Seminar: Open Problems and Recent Advances in Neural Network Theory: Representation, Generalization, and Optimization

Monday, November 20, 2017 - 3:00pm to Tuesday, November 21, 2017 - 2:55pm

Event Calendar Category

Uncategorized

Speaker Name

Matus Telgarsky

Affiliation

University of Illinois at Urbana–Champaign

Building and Room number

34-401A (Grier Room A)

Abstract

This talk will survey open problems and recent advances in the following topics within neural network theory. On the representation side, Prof. Matus Telgarsky will explain how neural networks benefit from depth, and moreover can use it to efficiently approximate polynomials and rational functions. He will then discuss how even these many-layered networks can generalize; in particular, the gap between training and testing errors scales with with real-valued quantities such as weight matrix spectral norms, which in turn can be empirically verified to scale with the complexity of the learning task. Lastly, he will discuss optimization -- unfortunately, this final bit will be a litany of open problems.
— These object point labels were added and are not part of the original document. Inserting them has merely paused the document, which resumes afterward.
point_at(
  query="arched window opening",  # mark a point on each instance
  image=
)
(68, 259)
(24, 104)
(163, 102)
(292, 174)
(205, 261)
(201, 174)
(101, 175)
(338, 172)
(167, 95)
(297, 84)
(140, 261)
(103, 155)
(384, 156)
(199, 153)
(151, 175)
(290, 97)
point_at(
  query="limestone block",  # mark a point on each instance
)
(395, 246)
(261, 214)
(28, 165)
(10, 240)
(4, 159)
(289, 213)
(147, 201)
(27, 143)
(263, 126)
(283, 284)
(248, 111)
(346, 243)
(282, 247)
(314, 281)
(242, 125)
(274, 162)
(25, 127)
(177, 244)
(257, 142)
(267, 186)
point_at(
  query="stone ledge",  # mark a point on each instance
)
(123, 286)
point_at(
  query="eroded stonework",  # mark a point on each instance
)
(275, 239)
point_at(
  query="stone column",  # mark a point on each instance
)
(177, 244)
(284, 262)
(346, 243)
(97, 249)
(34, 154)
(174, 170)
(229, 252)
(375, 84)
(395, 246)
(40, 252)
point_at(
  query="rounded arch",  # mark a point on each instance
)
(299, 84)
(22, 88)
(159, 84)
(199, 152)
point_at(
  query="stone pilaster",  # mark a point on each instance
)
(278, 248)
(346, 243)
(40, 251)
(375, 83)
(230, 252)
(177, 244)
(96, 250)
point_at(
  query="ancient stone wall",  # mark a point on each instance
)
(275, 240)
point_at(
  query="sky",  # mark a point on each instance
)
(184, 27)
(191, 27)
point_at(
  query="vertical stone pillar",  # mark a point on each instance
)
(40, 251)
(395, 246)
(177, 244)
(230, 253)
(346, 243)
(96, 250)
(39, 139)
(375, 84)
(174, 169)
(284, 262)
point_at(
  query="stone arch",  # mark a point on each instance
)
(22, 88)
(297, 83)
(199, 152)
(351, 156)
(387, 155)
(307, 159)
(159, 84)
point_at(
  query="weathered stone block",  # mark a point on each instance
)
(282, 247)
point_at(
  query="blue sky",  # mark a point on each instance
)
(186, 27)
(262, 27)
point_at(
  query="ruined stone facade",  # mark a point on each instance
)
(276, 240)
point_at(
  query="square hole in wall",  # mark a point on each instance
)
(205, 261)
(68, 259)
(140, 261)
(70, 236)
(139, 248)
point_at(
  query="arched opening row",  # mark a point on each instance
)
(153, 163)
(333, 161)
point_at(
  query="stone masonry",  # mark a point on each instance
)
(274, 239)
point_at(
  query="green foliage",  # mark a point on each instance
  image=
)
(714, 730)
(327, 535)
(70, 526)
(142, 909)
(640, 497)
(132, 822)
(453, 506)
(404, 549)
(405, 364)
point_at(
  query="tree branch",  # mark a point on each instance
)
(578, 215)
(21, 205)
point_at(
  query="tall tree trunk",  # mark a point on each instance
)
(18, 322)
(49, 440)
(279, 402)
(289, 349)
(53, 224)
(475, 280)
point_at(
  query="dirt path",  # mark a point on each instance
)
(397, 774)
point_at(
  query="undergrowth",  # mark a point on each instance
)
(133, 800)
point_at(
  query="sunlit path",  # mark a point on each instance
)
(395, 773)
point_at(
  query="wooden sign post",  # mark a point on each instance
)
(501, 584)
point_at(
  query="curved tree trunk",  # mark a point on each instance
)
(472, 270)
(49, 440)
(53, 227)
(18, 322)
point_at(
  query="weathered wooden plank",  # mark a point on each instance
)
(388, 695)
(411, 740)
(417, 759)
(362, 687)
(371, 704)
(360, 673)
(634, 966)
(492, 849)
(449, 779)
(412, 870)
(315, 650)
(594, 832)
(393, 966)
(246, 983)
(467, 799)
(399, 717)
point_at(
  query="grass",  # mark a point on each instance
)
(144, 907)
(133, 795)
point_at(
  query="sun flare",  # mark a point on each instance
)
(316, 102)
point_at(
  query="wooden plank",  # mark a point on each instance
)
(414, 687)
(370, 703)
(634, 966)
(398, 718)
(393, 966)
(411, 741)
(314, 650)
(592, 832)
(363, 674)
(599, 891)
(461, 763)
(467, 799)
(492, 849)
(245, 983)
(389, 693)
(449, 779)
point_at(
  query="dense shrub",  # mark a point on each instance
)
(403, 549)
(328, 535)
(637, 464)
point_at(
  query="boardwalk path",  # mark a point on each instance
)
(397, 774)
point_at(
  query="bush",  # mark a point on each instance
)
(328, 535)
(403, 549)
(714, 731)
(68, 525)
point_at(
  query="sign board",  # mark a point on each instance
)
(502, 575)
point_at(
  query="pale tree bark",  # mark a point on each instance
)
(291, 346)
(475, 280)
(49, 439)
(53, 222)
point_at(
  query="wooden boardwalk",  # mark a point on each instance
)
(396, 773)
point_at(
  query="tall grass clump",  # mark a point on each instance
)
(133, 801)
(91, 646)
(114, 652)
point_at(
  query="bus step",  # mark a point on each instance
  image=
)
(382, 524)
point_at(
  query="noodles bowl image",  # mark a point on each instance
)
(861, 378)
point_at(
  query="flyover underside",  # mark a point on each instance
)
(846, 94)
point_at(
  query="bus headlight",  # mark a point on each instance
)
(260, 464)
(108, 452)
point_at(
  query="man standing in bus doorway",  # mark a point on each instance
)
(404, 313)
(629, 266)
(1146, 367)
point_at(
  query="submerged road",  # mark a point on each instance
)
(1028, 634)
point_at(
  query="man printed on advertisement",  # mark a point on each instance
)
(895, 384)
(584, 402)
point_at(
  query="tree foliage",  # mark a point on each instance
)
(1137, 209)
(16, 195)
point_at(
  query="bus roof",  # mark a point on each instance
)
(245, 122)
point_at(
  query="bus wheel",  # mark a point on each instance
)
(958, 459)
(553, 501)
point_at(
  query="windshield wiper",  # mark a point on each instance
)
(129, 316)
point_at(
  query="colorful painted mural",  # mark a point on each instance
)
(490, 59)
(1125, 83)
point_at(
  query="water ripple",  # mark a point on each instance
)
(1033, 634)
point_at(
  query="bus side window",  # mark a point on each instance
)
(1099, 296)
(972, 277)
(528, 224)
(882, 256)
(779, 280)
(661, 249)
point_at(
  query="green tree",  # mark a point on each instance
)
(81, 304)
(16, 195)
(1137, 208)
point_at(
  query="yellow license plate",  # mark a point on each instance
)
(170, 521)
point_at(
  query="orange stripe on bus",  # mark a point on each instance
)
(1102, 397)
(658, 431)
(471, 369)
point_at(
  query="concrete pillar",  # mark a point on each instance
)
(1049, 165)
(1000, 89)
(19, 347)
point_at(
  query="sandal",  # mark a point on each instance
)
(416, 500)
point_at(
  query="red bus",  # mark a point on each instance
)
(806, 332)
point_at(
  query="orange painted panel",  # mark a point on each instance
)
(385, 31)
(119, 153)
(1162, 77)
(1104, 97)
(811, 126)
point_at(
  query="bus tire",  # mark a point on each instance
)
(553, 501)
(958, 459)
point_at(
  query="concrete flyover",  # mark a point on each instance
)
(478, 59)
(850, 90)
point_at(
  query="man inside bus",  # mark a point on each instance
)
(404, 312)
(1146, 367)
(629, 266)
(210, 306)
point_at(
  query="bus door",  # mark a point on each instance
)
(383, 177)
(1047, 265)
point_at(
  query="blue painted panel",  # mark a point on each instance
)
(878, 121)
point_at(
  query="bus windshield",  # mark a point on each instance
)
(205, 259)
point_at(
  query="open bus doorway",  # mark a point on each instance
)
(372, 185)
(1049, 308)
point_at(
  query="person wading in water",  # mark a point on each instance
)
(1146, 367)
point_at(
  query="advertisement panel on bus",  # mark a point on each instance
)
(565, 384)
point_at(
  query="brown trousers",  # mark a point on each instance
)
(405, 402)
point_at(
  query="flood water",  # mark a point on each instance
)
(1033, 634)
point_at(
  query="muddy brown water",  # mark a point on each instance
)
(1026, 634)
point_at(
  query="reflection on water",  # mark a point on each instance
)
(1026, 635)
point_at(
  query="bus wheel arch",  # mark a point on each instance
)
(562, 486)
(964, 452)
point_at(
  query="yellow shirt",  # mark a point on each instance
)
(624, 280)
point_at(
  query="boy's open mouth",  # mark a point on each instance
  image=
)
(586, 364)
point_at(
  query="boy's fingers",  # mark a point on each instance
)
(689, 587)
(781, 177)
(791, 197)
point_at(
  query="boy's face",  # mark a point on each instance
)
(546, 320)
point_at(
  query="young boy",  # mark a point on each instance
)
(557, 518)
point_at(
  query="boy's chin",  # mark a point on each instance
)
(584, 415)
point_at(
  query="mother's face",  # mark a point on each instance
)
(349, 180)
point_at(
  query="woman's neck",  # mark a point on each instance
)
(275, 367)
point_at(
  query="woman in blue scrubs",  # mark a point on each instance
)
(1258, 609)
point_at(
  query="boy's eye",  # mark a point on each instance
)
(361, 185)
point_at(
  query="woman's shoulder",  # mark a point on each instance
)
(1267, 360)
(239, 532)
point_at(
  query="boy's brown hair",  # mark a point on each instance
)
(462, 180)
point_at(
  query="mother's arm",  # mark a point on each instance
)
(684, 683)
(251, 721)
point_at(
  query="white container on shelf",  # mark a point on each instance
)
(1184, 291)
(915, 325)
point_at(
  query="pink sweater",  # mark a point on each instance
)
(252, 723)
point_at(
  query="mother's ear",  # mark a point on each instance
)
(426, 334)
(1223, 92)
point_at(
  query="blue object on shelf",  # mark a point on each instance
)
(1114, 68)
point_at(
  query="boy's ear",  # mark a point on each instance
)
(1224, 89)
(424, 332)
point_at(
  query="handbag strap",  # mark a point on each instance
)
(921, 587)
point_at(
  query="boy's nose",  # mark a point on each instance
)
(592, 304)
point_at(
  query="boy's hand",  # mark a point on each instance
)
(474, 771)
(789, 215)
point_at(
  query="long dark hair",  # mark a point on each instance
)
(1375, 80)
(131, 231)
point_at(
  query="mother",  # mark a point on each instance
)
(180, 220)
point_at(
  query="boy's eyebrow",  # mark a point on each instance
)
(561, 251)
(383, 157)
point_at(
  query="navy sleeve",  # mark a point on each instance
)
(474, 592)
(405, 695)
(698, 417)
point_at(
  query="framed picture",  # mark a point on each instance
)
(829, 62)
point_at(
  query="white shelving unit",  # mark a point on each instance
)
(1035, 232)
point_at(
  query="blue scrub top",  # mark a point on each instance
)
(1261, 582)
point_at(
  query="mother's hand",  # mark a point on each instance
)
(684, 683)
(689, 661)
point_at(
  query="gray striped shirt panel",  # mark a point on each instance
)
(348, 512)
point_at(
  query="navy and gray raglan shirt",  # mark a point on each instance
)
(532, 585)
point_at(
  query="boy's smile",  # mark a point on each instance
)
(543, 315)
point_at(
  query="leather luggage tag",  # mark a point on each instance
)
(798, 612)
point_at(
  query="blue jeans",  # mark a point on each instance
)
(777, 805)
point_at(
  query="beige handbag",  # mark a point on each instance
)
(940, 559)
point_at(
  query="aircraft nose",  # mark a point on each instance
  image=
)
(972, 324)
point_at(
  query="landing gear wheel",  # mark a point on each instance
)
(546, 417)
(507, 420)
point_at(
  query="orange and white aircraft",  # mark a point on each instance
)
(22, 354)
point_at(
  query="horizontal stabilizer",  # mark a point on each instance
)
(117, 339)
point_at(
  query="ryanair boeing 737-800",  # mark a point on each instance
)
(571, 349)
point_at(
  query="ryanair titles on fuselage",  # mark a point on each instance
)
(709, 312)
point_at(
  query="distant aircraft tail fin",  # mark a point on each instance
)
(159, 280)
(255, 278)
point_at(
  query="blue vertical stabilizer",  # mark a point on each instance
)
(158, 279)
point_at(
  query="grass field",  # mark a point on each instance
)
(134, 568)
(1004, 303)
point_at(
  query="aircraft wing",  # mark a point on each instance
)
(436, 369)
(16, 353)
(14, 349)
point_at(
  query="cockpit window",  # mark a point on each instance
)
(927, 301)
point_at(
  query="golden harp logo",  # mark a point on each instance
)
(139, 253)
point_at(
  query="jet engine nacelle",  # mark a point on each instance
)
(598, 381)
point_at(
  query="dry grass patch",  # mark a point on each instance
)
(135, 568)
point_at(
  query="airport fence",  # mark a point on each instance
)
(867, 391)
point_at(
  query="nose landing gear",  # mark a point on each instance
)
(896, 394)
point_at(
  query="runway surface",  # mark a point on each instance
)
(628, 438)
This talk will feature joint work with Peter Bartlett and Dylan Foster. Prof. Telgarsky eagerly welcomes any and all audience participation.

Biography

Matus Telgarsky is an assistant professor at the University of Illinois at Urbana–Champaign, working in machine learning theory, with a recent focus on neural network theory. He received his PhD in 2013 at the University of California, San Diego under Sanjoy Dasgupta. During Spring 2017 he was a research fellow at the Simons Institute in Berkeley.